Performance problem on the following commands that read in file contents in byte[]:
\cat, \grep, \more
See issue #6787, 9/12/12 and 9/13/12 comments for details.
\tail command has been fixed by issue #6787.
Modified \cat, \grep, and \more using buffered I/O on reading files. SVN r29273.
Using the 50 MB text file mentioned in issue #6787 as an example, the execution time to read that file is:
before r29273: ~55 seconds
after r29273: ~1 to 2 seconds
Also modified \grep so that dest_file generated by the command below would be exactly the same as source_file.
prompt$ grep "" source_file > dest_file
Note that \cat, \grep and \more do not perform buffered I/O on reading input from standard input. This is because in the case of reading input from standard input, these commands need to respond right away when a new line is seen; otherwise, for example, the command below will behave differently:
prompt$ cat
text <Enter> <----- user type 'text' followed by Enter key
text <----- \cat should echo back 'text' right away
In the example above, if \cat handles standard input using buffered I/O then 'text' won't be echoed back right away.
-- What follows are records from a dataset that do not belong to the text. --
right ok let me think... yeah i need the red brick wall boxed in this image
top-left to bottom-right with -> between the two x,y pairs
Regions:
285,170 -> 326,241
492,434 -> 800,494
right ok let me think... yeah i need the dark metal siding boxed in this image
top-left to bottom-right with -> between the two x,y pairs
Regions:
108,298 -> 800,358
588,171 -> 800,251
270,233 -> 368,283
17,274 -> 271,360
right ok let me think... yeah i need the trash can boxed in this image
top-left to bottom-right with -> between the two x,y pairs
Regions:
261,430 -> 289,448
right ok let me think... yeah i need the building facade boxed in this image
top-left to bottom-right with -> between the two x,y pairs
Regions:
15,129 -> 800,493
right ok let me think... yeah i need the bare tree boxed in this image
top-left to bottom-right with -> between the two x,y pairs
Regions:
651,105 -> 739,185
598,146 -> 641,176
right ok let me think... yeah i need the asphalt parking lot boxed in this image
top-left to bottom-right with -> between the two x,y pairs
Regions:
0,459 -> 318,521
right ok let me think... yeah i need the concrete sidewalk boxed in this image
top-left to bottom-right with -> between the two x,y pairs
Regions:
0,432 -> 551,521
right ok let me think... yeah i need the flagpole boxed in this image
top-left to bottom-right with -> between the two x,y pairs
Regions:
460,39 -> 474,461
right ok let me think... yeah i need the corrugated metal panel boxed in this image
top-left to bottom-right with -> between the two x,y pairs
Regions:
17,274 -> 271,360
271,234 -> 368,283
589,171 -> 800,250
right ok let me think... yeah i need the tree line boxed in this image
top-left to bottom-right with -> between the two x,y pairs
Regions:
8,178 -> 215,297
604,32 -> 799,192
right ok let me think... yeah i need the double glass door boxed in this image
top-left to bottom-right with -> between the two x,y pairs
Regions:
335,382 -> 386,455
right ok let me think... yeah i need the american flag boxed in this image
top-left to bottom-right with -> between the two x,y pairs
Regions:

So, different I/O handling mechanisms are used by \cat, \grep, \more, as well as \tail on reading input, depends on the source of input. This will produce quite different execution time, depends on the way how these commands are executed. See examples below:
Again, using the 50 MB text file mentioned in issues #6787:
(c1) prompt$ \cat 50MB.txt > tmp.txt
(c2) prompt$ \cat 50MB.txt | cat > tmp.txt
(c3) prompt$ \cat 50MB.txt
Execute commands above on my desktop, execution time is
(t1) c1 takes ~1 to 2 seconds
(t2) c2 takes ~18 seconds
(t3) c3 takes ~75 seconds
From (t1), we know it only takes \cat 1 second to read that 50 MB file into memory and then write it out to disk.
In (c2), there are two \cats command involved, where is the additional 17 seconds spent? Likely because the second \cat did not read input using buffered I/O.
For (c3), why it is so slow? 75 seconds?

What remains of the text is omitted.